I use ‘occult’ in the secondary sense of ‘unseen’ and not mystical, just to be clear, although there may be a tangential connection with the usual meaning, at least for those who don’t mind stretching a point.
Last night, as I tried to relax on the couch following an unfortunate incident while I slept, an analogy between what is erroneously called artificial intelligence and a different human capacity came to mind which I’ve not seen elsewhere. I’ve discussed the topic of machine learning before, which is often taken to be artificial intelligence in some way, but I’d like to reiterate the point of interest (if only to me) right here:
When a programmer is given a task to solve, typically the steps that we’re encoding for the computer to follow are either well-known at the time of the assignment, or they can be deduced through simple inspection, or they can be collected out in the real world. An example of the last choice comes from the world of medicine, where early attempts at creating a diagnosis AI began with collecting information from doctors on how to map symptomology to disease diagnosis.

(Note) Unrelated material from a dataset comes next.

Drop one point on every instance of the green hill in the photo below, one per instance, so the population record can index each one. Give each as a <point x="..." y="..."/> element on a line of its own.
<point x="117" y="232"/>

These steps may be laborious or tricky to code, either due to their nature or the limitations of the computers they will be run on, but at their heart they’re well-known and describable.
My observations of ML, on the other hand, is that ML installations are coded in such a way as to not assume that the recipe is known. At its heart, ML must discover the recipe that leads to the solution through observation and feedback from an authority entity. To take this back to the deferment I requested a moment ago, the encoding of the discovered recipe is often opaque and difficult to understand, as the algorithms are often statistical in nature.

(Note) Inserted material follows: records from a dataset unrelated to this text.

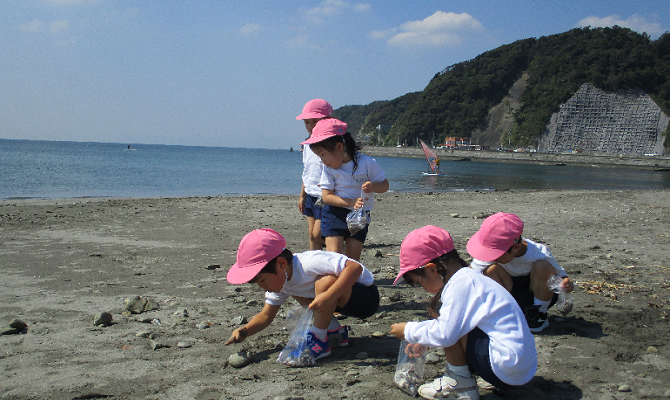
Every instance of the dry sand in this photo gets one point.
(64, 261)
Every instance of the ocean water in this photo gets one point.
(49, 169)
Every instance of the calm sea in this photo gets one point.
(48, 169)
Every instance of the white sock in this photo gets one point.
(334, 324)
(544, 305)
(322, 334)
(461, 370)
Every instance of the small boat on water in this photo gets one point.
(433, 161)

Last night it occurred to me that there’s an analogy to something else than human intelligence, and that’s human intuition. Intuition is
The faculty of knowing or understanding something without reasoning or proof. [wordnik]
Or, more accurately, reasoning without knowing the rules. In my observation on machine learning, above, I suggested that in order for something to qualify as such, the algorithm must work out the rules based on experience, rather than have them encoded by the programmer. This deduction of the rules isn’t necessarily elucidatable, and, to my mind, that obscurity might qualify to suggest that what currently is called artificial intelligence, and is sometimes categorized as machine learning, might even be better described as machine intuition.
And while I can’t think of how that will generally advantage us in the future, it always makes any scientist or engineer happier to have properly categorized something. It’s just the way we are. And my relative lack of respect for same why I more or less inhabit the fringes of the profession.